Nour, the protagonist of the novel, is a Syrian American girl from New York City who has just lost her father to cancer in 2011 when her mother decides to move her and her two older sisters back to the Syrian city she grew up in. But the timing is wrong, and when Nour and her family lose their home to the worsening conflict, they must flee and seek safety elsewhere. As they travel across the Middle East and North Africa as refugees, Nour tells herself a story that her father once told her: the story of the real 12th-century Muslim mapmaker Abu Abd Allah Muhammad al-Idrisi and his fictional apprentice, Rawiya, a girl from the North African city of Ceuta who leaves home disguised as a boy to apprentice herself to the mapmaker and support her family. As Nour and Rawiya travel identical geographical paths 800 years apart, both girls struggle with what it means to make a map of a home they’ve left behind.

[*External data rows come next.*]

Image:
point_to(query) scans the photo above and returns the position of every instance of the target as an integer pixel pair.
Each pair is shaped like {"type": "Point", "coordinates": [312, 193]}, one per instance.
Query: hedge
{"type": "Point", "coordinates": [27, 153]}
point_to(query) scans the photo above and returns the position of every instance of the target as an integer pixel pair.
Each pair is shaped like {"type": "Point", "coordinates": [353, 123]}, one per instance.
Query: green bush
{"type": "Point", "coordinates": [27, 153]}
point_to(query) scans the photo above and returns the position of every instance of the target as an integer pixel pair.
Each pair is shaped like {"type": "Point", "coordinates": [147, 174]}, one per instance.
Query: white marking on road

I hope that you check out the book, and for readers who haven’t read much about the war in Syria or the refugee crisis, that it provides you with an opportunity to learn more about the country my family comes from, about the Syrian people, and about the rich history of the Islamic world. I hope you will come away from The Map of Salt and Stars, dear reader, with more empathy and understanding than you had before, and that if you do happen to have roots in the Levant or in North Africa, that the novel can serve as a reminder of history, of community, and of the many ways we can define (and redefine) home. Growing up, I didn’t often see Arab Americans or Muslims or interfaith families represented in Western literature; I didn’t often see myself on the page. I hope this book will serve as a reminder that we can be the heroes of our own stories and a reminder of the importance of uplifting each other’s voices.
Above all, dear reader, I hope that you will come away from reading The Map of Salt and Stars remembering that we have so much that we cannot lose if we remember where we come from. When we come together in community and tell our stories, bearing witness to who and what we love, we are never alone.